Crustal structure of the northern Manila subduction zone: Is thinned continental crust or oceanic crust subducting beneath the Luzon arc and forearc?

Abstract

Forward and inverse P-wave velocity models along an E-W 280-km-long wide-angle reflection/refraction profile at 21°N across the northeastern South China Sea margin and Manila subduction zone reveal a 10–12 km thick thinned continental crust (TCC) located west of the Manila transcurrent fault (MTF) and Manila slab. The TCC is divided in two parts separated by the intra-continental velocity difference boundary (VDB). West of the VDB, the TCC is located above a high velocity layer (HVL). East of the VDB, the TCC consists of three layers: an undefined body with a velocity inversion at its base above the upper and lower crusts. The VDB and MTF merge east of the Hengchun peninsula showing that the TCC located east of the VDB decreases in size and disappears to the north. The distribution of earthquakes (EQs) shows that ∼80 km of crust have subducted east of the MTF since the onset of Luzon arc collision with Eurasia at ∼7 Ma.
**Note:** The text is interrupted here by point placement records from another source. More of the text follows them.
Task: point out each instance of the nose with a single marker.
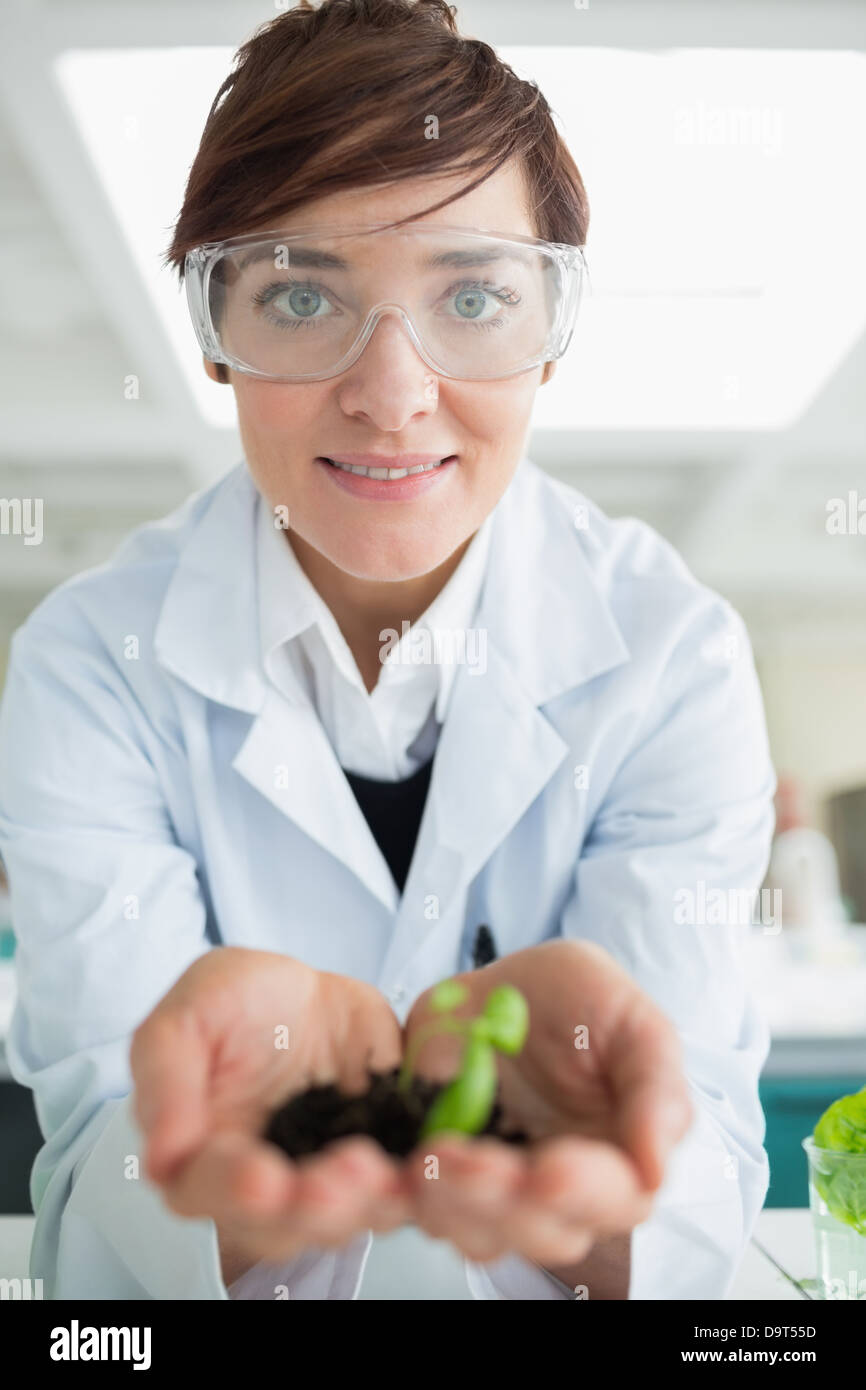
(389, 384)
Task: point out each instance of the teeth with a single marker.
(385, 473)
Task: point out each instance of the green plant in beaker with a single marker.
(837, 1196)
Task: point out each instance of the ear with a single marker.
(216, 370)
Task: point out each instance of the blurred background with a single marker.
(716, 385)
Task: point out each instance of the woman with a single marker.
(227, 737)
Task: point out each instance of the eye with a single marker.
(293, 303)
(480, 300)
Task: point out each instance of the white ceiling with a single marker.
(745, 508)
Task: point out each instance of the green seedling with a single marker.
(466, 1104)
(841, 1130)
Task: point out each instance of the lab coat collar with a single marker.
(540, 605)
(288, 605)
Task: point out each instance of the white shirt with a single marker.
(385, 733)
(392, 730)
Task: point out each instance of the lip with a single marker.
(388, 489)
(388, 460)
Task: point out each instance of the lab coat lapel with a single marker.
(288, 758)
(548, 630)
(207, 634)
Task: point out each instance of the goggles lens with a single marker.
(305, 306)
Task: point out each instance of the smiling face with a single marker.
(389, 403)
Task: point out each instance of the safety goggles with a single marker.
(302, 306)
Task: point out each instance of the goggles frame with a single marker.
(200, 260)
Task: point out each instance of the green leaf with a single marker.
(466, 1104)
(506, 1015)
(841, 1180)
(448, 995)
(843, 1125)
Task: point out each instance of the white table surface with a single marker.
(410, 1266)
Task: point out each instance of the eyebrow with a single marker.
(313, 259)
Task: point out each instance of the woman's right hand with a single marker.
(209, 1069)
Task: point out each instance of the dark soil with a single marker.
(323, 1114)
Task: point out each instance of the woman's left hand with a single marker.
(599, 1090)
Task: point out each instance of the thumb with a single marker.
(170, 1065)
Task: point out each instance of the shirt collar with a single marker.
(289, 605)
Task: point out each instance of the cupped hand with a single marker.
(209, 1069)
(599, 1090)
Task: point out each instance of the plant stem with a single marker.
(421, 1037)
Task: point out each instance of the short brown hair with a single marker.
(338, 95)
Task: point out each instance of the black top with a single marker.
(394, 813)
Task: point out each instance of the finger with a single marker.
(232, 1179)
(645, 1066)
(464, 1196)
(349, 1187)
(170, 1069)
(577, 1187)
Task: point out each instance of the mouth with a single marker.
(405, 467)
(399, 478)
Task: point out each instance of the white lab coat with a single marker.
(159, 795)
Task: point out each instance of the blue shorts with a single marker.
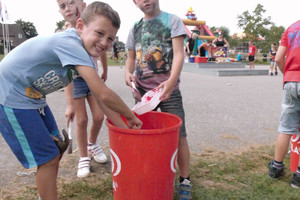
(174, 106)
(27, 132)
(81, 89)
(272, 63)
(290, 109)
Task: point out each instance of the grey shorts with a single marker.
(290, 109)
(81, 89)
(174, 106)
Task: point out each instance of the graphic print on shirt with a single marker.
(154, 54)
(49, 82)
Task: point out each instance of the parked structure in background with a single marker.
(11, 35)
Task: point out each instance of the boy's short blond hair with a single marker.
(100, 9)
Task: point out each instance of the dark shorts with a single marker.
(81, 89)
(116, 54)
(27, 132)
(174, 106)
(251, 58)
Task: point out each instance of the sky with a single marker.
(44, 13)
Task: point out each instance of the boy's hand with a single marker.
(134, 123)
(167, 90)
(129, 77)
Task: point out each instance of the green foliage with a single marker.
(28, 28)
(254, 25)
(257, 28)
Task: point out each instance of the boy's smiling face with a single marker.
(97, 36)
(71, 9)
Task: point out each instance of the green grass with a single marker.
(214, 175)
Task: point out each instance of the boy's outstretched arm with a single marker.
(108, 100)
(178, 56)
(130, 67)
(103, 59)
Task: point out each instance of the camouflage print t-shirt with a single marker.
(152, 41)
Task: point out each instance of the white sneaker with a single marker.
(97, 153)
(84, 167)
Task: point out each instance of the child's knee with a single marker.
(98, 119)
(82, 121)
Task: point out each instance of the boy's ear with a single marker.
(79, 24)
(83, 5)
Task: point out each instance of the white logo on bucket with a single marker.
(114, 157)
(173, 161)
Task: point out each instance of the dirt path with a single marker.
(222, 114)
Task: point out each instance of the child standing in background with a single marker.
(155, 53)
(77, 95)
(52, 62)
(252, 53)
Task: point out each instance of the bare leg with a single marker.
(81, 126)
(183, 157)
(98, 117)
(46, 179)
(282, 144)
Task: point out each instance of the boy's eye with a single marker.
(62, 6)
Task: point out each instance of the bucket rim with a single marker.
(147, 131)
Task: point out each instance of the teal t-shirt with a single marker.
(39, 66)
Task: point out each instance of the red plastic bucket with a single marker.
(144, 161)
(295, 149)
(192, 59)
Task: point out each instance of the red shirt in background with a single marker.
(252, 50)
(291, 40)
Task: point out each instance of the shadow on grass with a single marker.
(214, 175)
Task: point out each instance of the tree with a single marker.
(255, 26)
(261, 30)
(273, 36)
(28, 28)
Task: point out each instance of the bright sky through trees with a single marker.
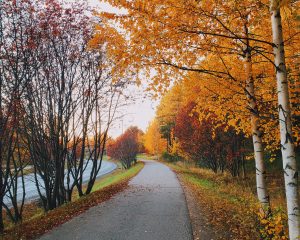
(142, 111)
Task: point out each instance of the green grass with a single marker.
(117, 177)
(36, 221)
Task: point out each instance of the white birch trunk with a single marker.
(262, 192)
(287, 145)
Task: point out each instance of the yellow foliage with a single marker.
(154, 144)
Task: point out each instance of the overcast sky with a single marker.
(143, 110)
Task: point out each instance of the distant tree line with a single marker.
(57, 102)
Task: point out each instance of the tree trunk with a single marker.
(262, 192)
(286, 135)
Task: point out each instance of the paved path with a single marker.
(152, 208)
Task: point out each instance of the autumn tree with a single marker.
(126, 147)
(175, 36)
(154, 143)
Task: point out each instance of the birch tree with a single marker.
(286, 134)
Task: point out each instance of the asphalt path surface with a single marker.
(152, 208)
(30, 183)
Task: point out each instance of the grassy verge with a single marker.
(38, 222)
(229, 204)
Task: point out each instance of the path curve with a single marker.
(152, 208)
All published tomographies suggest the subduction of oceanic crust (OC). However, due to crustal corrections, up to a maximum width of 40 km of TCC might eventually exist in the upper part of the Manila slab instead of OC. Two end-members with 40 km of TCC or not in the upper part of the Manila slab were restored at ∼7 Ma. Since that time, the north Luzon island moved ∼600 km in the northwest while part of this motion was absorbed near the Hengchun peninsula by shrinking of Eurasia TCC, resulting in a ∼ 20° clockwise rotation of the Manila slab and MTF. Small Luzon arc blocks started to rotate 10°-30° clockwise at ∼7 Ma below northern Taiwan, 3–4 Ma in the Coastal range and 1 Ma in Lutao and Lanyu islands and not south of the Hengchun peninsula. Thus, both the clockwise rotation of the individual Luzon arc blocks and of the Manila slab and MTF might explain the collision process of the Luzon arc with the Eurasia continent.